Amidst the chaos in the Michigan locker room following the team’s 58-54 victory over Florida State to advance to the Final Four, the most powerful image in the room filled with hugs and celebrations was the one pinned to the whiteboard at the front of the room. A 12 x 12 photo of a rabid pitbull was situated for all to see, but few seemed to notice it. In a way, that may as well be a metaphor for assistant coach Luke Yaklich. The team’s conventional pitbull is Zavier Simpson, but in a way he’s personified the mentality of the Wolverines’ defensive coach.
In his first year in Ann Arbor after several at Illinois State, Yaklich has transformed the defense into an elite unit. Aided by excellent personnel that possesses both length and the ability to defend individually on the perimeter, Yaklich molded the team into exactly that -- a team. As the season progressed, Yaklich’s team learned how to defend on a string and in unison; rotating seamlessly from the weakside to protect the rim despite hard-hedging pick and rolls, closing out hard but under control, and making sure everyone found a body on box-outs.
Last night, I could have spoken to anyone in the locker room. But my heart, and inner basketball nerd, led me to Yaklich. While the players on the court, deservedly so, had gotten all of the praise for their stellar defense, I became increasingly impressed by the man on the sideline who knew which play the opposition was running each time down the floor. As opponents crossed half-court, Yaklich sprung from his chair, cupped his hands around his lips and hollered out the play that would soon be run. I first noticed this against Northwestern, when late in the game Yaklich recognized the Wildcats preparing to run the Spurs’ famous hammer play. Naturally, after Yaklich relayed to his team the incoming play, the Wildcats ran hammer, but were stifled by Jon Teske, who heeded his coach’s call and stepped into the perfect position to prevent a score. This weekend in Los Angeles,, Yaklich was at least two steps ahead of the Aggies and Seminoles at every turn, as he has against opponents all season, announcing plays before they occurred.
While speaking to reporters, Yaklich’s passion for the game was almost as impressive as his eloquence. Yaklich praised players regarding their talent and effort, alluding to their penchant for leaving everything on the floor and always giving their all, even in practice. He frequently referred to the team’s grit, intensity, and how hard they grind, all of which he would never admit can be traced back to him. Despite deflecting the praise, kenpom highlights just how important Yaklich has been towards defensive excellence. Last season, Illinois State ranked 19th in adjusted defensive efficiency. This year they ranked 137th. In the same one year span, Michigan jumped to 4th after finishing 69th in 2017. Call it the Yaklich Factor.

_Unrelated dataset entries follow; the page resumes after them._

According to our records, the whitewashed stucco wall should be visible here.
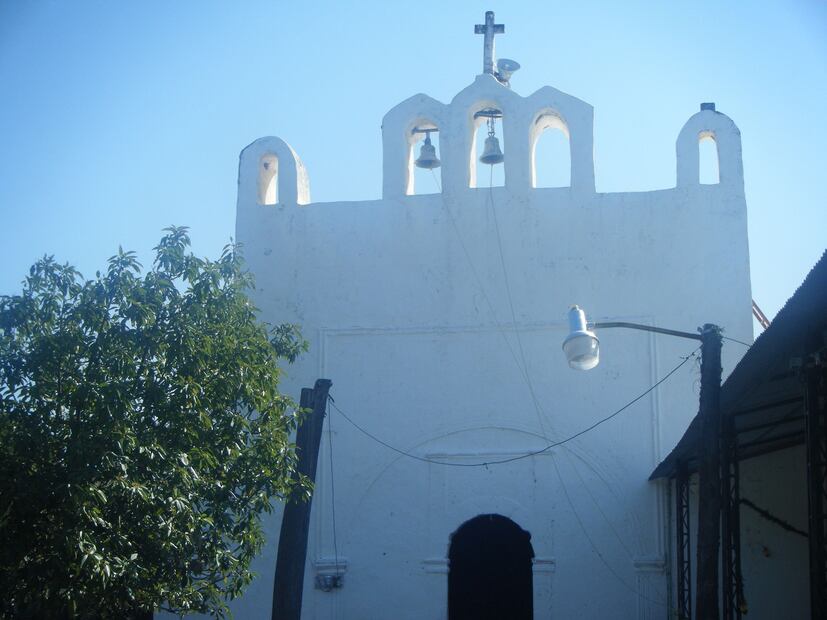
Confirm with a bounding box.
[199,76,752,620]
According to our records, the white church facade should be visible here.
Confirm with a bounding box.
[225,13,752,620]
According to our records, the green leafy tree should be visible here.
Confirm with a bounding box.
[0,228,307,618]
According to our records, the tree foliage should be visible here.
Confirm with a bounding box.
[0,228,307,618]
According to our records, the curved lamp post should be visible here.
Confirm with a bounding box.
[563,306,722,620]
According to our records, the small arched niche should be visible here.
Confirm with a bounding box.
[468,105,507,187]
[405,120,442,196]
[529,110,571,187]
[258,153,279,205]
[698,131,721,185]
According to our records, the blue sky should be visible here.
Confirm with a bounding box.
[0,0,827,330]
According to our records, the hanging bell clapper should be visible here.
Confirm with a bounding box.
[474,108,505,166]
[411,127,442,170]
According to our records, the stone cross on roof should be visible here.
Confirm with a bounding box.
[474,11,505,75]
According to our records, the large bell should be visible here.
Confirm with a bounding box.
[414,134,442,170]
[480,136,503,166]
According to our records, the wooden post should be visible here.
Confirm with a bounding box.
[695,324,723,620]
[272,379,333,620]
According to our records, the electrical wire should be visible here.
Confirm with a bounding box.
[721,334,752,349]
[328,347,700,467]
[327,399,339,575]
[488,165,549,441]
[551,455,666,606]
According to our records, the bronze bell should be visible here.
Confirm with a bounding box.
[414,134,442,170]
[480,134,503,166]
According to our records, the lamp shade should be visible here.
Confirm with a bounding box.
[563,306,600,370]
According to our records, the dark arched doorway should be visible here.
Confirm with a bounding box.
[448,515,534,620]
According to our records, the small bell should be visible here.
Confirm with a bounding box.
[414,133,442,170]
[480,134,503,166]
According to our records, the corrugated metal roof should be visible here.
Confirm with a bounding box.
[649,251,827,480]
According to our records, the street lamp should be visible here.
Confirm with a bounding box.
[563,306,722,620]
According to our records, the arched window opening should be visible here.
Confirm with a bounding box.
[698,131,721,185]
[448,514,534,620]
[258,154,279,205]
[405,121,442,196]
[530,111,571,187]
[469,107,505,187]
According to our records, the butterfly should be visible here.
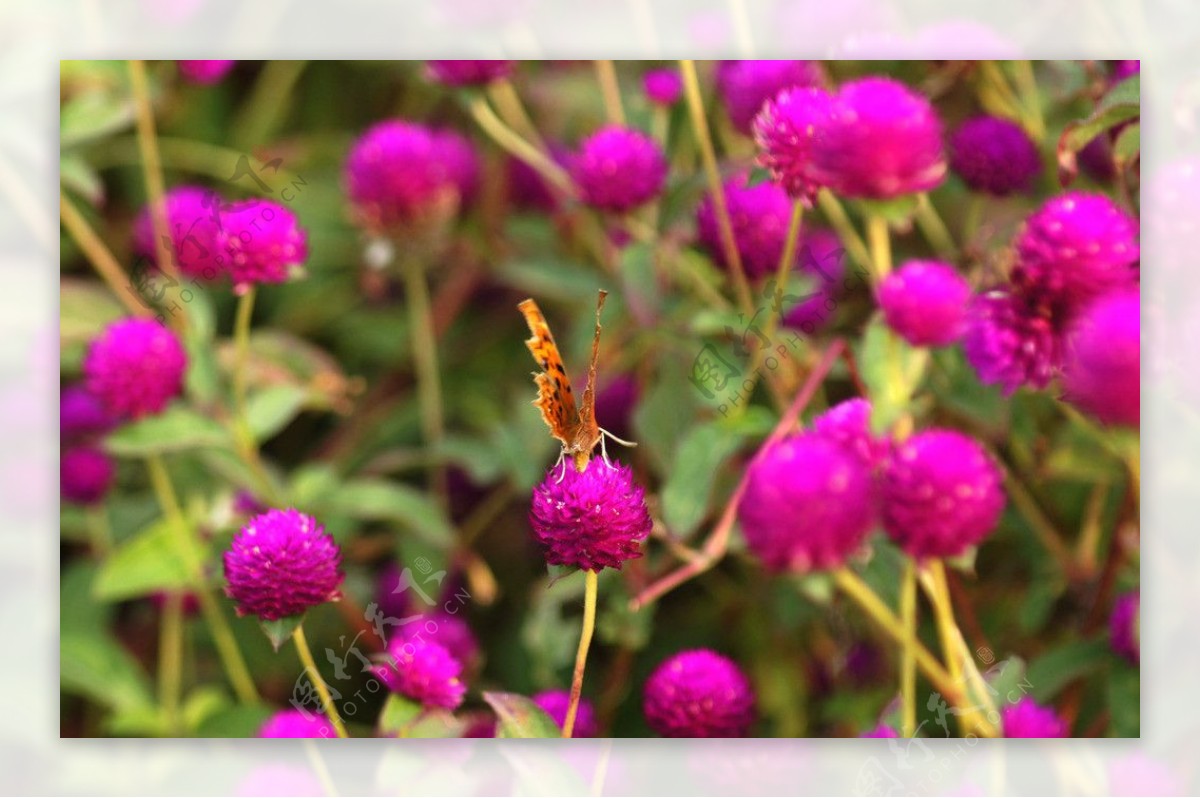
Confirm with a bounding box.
[517,290,637,481]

Although ever quick to defer praise to his superb players and the lessons he has learned under John Beilein, Yaklich has been key to the Wolverines’ improvement relative to last season’s squad, and even the team they were at the beginning of the season. Although the national appreciation has not come as readily as it should have, Yaklich is unfazed, and appears prepared to return to what he and his mentally tough team do best: keep grinding.